In patients with swallowing difficulties, whether or not on an enteral feeding tube, recourse to preparation and administration methods often not contemplated in the drugs’ labels may be warranted provided that such methods are supported by studies dealing specifically with the medication in question. In cases where there is no information on the subject, a case-by-case analysis is required that takes into consideration the risk/benefit balance and the available therapeutic alternatives.
It should be underscored that manipulation of oral antineoplastics must be carried out in accordance with the available guidelines on the handling of hazardous drugs56–58. Moreover, that administering drugs through feeding tubes requires observance of a series of general recommendations such as not mixing the drug in question with other medications or with enteral nutritional support products; and washing the tube with 15 ml of water before and after administration13.
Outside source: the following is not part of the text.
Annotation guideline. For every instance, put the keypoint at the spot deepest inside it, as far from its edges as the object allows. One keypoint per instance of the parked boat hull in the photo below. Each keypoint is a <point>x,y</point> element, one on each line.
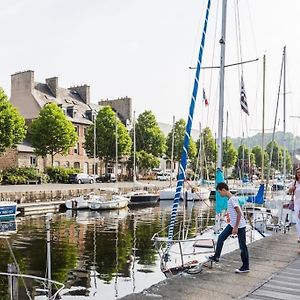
<point>8,209</point>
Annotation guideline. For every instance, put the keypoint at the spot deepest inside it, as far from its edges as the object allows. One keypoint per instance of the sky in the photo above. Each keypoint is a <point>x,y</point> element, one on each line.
<point>143,49</point>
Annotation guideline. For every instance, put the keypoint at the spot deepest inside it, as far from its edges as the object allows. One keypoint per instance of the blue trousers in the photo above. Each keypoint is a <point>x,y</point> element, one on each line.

The main limitation of this review is the scarce information found about the manipulation of antineoplastic drugs, both in the products’ labels and in other sources reviewed. Furthermore, the evidence that does exist is of low quality. For that reason, it is essential to conduct further research in this field, leading to stability and pharmacokinetic studies that allow a more informed administration of oral antineoplastics in patients with swallowing disorders.
FundingNo funding.
Conflict of interestNo conflict of interest.
AcknowledgementsThe authors would like to thank the Department of Pharmacy of Torrecardenas University Hospital (Almería, Spain).
Contribution to the scientific literature
Although administration of oral antineoplastics in patients with deglutition disorders is garnering growing amounts of interest, information about the subject is extremely scarce. This study consisted in a review of the available literature, which served as a bases to prepare an easy reference guide to the preparation and administration of oral antineoplastic treatment in this group of patients.
The present review therefore contributes to facilitating access to the information available on the preparation and administration of the oral antineoplastics available in Spain to patients with dysphagia, whether or not on a feeding tube, in order to improve their safety and help them achieve their therapeutic goals.
The information provided is of particular interest to physicians, pharmacists, and nurses as it will contribute to improving the management of cancer patients with swallowing disorders.